1995- Snyder v. Snyder, Va. Ct. of Appeals, Unpublished, No. 2147-94-4
Trial court did not err in accepting husband’s valuation of property and rejecting the expert opinion of a real estate appraiser who testified on wife’s behalf, where cross-examination of the expert established the expert’s unfamiliarity with the subject property and errors in the expert’s report. Although expert testimony may be the preferable method for valuing marital property, the finder of fact is not required to accept as conclusive the opinion of an expert. (Citing Lassen v. Lassen, 8 Va. App. 502 (1989))
1993-Stratton v. Stratton, 16 Va. App. 878
Trial court did not err in refusing to accept husband’s expert’s valuation of a business. While expert testimony is preferable for valuing marital property, it’s not necessarily dispositive. Though husband’s expert testified that the business had no value, wife presented contrary lay evidence regarding the value of the business, demonstrated the financial history of the business, and demonstrated that the business had generated the primary source of income for the parties during the marriage.
1986-M.E.D. v. J.P.M., 3 Va. App. 391
Trial court erred in refusing to admit statements made by a child to a psychiatrist and psychologist describing sexual abuse by the child’s father. The statements formed the basis for the doctors’ expert opinions, and were of the type normally relied upon by psychiatrists and psychologists as a basis for expert opinions as to whether sexual abuse occurred. Va. Code 8.01-401.1 excepts from hearsay such statements. Furthermore, statements and assertive actions by the child were admissible to prove the child’s state of mind, based upon the testimony of both experts that, regardless of whether the father actually abused the child, the child believed that the father abused her.
1980-Spruill v. Commonwealth, 221 Va. 475 (1980)
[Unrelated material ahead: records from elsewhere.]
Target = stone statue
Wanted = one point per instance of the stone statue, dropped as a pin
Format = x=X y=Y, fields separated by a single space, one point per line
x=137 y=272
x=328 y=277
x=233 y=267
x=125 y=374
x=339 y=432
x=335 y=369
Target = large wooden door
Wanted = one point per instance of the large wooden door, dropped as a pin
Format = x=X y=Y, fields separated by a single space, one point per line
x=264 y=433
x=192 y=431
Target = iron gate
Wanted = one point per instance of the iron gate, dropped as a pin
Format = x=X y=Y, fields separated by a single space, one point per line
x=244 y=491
A medical opinion based on a "possibility" is irrelevant, purely speculative and, hence, inadmissible. In order for such testimony to become relevant, it must be brought out of the realm of speculation and into the realm of reasonable probability; the law in this area deals in "probabilities" and not "possibilities."
1956-Haynes v. Glenn, 197 Va. 746
It is universally recognized that opinion testimony of non-experts who have sufficient knowledge of the value of the property in question or have had ample opportunity for forming a correct opinion as to it is admissible. Moreover, it is generally recognized that the opinion testimony of the owner of property, because of his relationship as owner, is competent and admissible on the question of the value of such property, regardless of his knowledge of property values. It is not necessary to show that he was acquainted with the market value of such property or that he is an expert on values. He is deemed qualified by reason of his relationship as owner to give estimates of the value of what he owns. The weight of such testimony is, of course, affected by his knowledge of value.